This is a question about the second point in Geordie Williamson's answer in

What to do now that Lusztig's and James' conjectures have been shown to be false? ,

which says that the Lusztig conjecture for quantum groups at a $p$-th root of unity doesn't need $p\geq h$. I only have heard of the conjecture and proof about the regular block, which requires $p\geq h$. Of course, if there exists a regular block, translating shows that a singular block has character formula with parabolic KL polynomials. But how do you get the result for the $p<h$ case? Does it use the KL correspondence to the affine Lie algebra? Is there any place I can see this explained?


1 Answer 1


This is half-way between a comment and an answer:

Lusztig's quantum group conjecture in Section 8 of this paper:

Lusztig, G, Modular representations and quantum groups. Classical groups and related topics (Beijing, 1987), 59–77, Contemp. Math., 82, Amer. Math. Soc., Providence, RI, 1989.
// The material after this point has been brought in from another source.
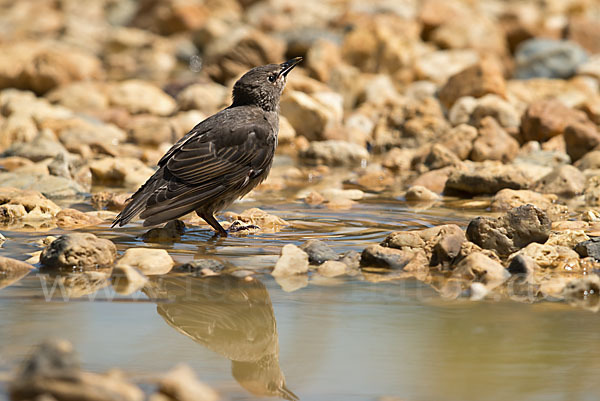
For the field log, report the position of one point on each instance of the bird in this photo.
(221, 159)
Note how clean the statement is: no $p > h$, no restriction on highest weight etc. This is what meant when I say that this is the perfect conjecture. On the other hand I didn't say that we have a perfect proof!

I don't understand precisely what is known and where it is written, and would prefer not to enter into this maze.
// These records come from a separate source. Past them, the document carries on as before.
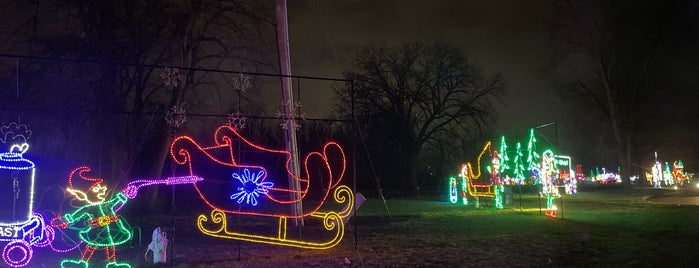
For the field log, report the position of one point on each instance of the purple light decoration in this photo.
(252, 187)
(24, 249)
(132, 188)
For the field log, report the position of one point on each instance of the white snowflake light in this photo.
(289, 120)
(237, 120)
(15, 133)
(175, 117)
(171, 76)
(241, 82)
Let me outline why this should be true. In the recent preprint with Riche


we explain that if one has an action of the Hecke category on the principal block then one gets a complete description of the category "for free". (I.e. getting the action might be hard, but things are easy once one has it. Roughly one can think that the principal block is a cyclic module under the Hecke category.)

Note: The above paper is concerned with the algebraic group. However it is easy to run the same arguments for the easier case of the quantum group in which case all occurrences of the p-canonical basis are replaced by the Kazhdan-Lusztig basis.

There is a singular version of this conjecture: basically if one groups all blocks together one should have an action of singular Soergel bimodules on everything (the singularity is determined by the block, see Conjecture 1.6 in the above paper for an idea). This now makes sense when there is no regular block. Similarly everything is controlled by the Hecke category, and character formulas follow.